In very unscientific terms, the parts of the brains in superagers responsible for communication, memory, and identifying information that is important were thicker than in other older adults. The thicker these regions of the cortex, the better a person’s performance on tests of memory and attention, such as memorizing a list of nouns and recalling it twenty minutes later.

What activities will help you become a superager?

If you asked me this question, I’d authoritatively answer it was brain teasers and games like the Sudoku, games that I love and play frequently, that help you excel at memory and cognitive issues. But this isn’t true.

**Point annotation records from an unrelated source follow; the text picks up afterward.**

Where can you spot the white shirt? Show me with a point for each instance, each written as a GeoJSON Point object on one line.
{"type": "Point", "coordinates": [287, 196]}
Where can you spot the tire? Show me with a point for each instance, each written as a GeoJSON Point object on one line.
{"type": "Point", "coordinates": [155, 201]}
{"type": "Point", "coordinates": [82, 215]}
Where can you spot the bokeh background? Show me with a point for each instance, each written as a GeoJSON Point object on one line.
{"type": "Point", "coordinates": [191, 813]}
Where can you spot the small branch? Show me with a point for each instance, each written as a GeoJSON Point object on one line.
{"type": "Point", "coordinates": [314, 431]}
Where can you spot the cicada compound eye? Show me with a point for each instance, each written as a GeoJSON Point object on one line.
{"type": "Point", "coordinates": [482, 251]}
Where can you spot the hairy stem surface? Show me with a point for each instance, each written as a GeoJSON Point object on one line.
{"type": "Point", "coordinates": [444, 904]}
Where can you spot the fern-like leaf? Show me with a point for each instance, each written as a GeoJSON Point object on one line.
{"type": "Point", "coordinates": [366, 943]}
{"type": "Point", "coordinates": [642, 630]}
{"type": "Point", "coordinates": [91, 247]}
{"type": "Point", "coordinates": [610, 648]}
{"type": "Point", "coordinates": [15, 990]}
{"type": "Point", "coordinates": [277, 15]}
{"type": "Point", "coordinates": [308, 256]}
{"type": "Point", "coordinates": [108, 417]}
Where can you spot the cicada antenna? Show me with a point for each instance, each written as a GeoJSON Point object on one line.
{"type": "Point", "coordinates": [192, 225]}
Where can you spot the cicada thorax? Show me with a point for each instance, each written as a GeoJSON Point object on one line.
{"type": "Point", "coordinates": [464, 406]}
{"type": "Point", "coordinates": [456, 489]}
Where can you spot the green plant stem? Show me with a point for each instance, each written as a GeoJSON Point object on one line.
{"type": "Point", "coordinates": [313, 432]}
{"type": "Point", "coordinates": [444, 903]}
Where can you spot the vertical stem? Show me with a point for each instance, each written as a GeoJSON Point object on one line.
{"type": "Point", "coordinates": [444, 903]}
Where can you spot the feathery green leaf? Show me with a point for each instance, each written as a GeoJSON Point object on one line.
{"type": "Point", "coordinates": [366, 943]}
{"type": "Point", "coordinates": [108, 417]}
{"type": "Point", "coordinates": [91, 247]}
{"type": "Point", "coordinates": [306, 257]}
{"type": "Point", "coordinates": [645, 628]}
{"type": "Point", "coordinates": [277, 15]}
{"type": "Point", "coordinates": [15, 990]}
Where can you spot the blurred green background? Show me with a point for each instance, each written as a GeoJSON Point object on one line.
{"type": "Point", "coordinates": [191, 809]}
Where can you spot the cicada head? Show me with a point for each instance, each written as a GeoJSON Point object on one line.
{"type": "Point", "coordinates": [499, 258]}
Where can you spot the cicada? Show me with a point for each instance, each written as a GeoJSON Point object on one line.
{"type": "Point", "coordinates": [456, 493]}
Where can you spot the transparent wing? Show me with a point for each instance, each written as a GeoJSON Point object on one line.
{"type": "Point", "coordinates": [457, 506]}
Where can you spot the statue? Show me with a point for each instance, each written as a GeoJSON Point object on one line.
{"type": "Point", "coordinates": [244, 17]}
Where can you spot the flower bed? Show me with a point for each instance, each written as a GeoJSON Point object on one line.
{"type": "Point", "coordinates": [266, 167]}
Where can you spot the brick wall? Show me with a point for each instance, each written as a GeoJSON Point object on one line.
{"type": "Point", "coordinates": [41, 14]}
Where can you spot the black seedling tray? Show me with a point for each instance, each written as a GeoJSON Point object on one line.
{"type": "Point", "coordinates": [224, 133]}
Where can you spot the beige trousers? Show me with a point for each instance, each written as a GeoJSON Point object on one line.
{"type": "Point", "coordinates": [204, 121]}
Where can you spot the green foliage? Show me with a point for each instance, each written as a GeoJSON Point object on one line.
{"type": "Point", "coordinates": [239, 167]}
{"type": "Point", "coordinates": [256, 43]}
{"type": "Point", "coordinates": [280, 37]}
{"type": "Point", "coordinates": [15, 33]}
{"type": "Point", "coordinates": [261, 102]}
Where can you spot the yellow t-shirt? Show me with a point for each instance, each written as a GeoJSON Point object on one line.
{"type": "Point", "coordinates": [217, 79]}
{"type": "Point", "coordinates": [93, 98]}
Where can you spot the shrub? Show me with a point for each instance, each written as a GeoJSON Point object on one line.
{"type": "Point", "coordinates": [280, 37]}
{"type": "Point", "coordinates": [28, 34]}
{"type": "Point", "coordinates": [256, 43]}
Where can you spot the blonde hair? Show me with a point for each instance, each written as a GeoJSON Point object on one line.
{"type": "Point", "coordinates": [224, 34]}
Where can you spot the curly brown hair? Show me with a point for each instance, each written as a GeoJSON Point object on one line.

Your chances of remaining mentally sharp into old age involve working hard at something. Much of the research to date shows that the critical brain regions get thicker when people perform difficult tasks, whether the effort was physical or mental. So, it’s not just doing something stimulating like crossword puzzles, card games, or even some of the tasks on those online brain game websites that guarantee to keep you sharp.

Trying to play a new instrument or taking an online college course are good examples of tasks with sufficient oomph to keep things activated at a higher level.

This kind of strenuous mental activity tends to make you feel pretty bad:  tired, frustrated, stymied. It turns out the discomfort of exertion means you’re building muscle and discipline. What comes to mind is the idea of pushing past the temporary discomfort of intense effort to improve another part of your body … like going to the gym or working out.

Unfortunately …

In general, in the United States, we cultivate happiness by valuing ease and relaxation and less stressful mental activities as the way to retire and get old. This is not the path to superaging, however, because brain tissue gets thinner if it’s not pushed … pushed hard. Thus, the use it or lose it saying, which really applies for seniors.